7) OHIO: NEGATA A RONALD PHILLIPS LA POSSIBILITÀ DI SALVARE UNA VITA
I boia dell'Ohio non vogliono consentire a Ronald Phillips, condannato a morte, di donare un rene a sua madre: sottoponendosi all'operazione non sarebbe in perfetta forma al momento dell'esecuzione
Ronald Phillips, che doveva ricevere l’iniezione letale in Ohio il 14 novembre scorso, aveva espresso tre giorni prima della data fatidica il desiderio di donare il cuore a sua sorella e un rene a sua madre, in dialisi, per salvarle la vita. Il giorno dopo, del tutto inaspettatamente, il Governatore John Kasich (peraltro un attivo forcaiolo) era intervenuto rinviando l’esecuzione al 2 luglio p. v. per dar modo di studiare la fattibilità dei trapianti (1).
Scartata la possibilità di effettuare un espianto cardiaco, in seguito sono state fatte le analisi di compatibilità e Ronald Phillips è stato ritenuto idoneo per la donazione di un rene alla madre.
Nonostante ciò, il 21 marzo il Dipartimento di Correzione e di Riabilitazione dello stato dell’Ohio ha negato a Phillips la possibilità di donare il rene, affermando che si era fuori tempo massimo!
Il legale del Dipartimento ha chiarito che la decisione in merito è stata presa perché il condannato… non avrebbe avuto abbastanza tempo per ristabilirsi dall’operazione prima della sua esecuzione! Lo stato, in sostanza, afferma che uccidere Phillips senza consentirgli 100 giorni di recupero dopo l’operazione costituirebbe una punizione crudele ed inusuale!
Il fatto che uno stato con la pena di morte sia così sensibile alle condizioni di salute dei condannati costituisce un’assoluta novità. Ad esempio nel giugno 2007 in Oklahoma il detenuto Jimmy Bland fu giustiziato, dopo che la Commissione per le Grazie aveva all’unanimità rifiutato di concedergli clemenza, pur essendo il condannato ammalato di tumore ai polmoni in fase avanzata. Altre volte i condannati sono stati uccisi subito dopo cruenti tentativi di suicidio.

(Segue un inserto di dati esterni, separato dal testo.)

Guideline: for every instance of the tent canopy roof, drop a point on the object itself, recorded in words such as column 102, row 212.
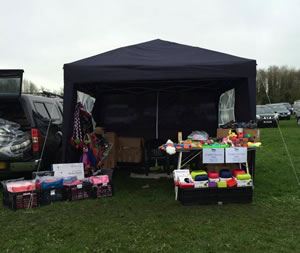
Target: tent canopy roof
column 159, row 53
column 154, row 66
column 157, row 60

Non è del tutto fuori luogo sospettare che il diniego del Dipartimento di Correzione e Riabilitazione sia dovuto al timore che il ripetersi di domande di donazione di organi da parte di condannati a morte possa complicare notevolmente il compito degli addetti alla ‘macchina della morte’ dell’Ohio (2) (Grazia)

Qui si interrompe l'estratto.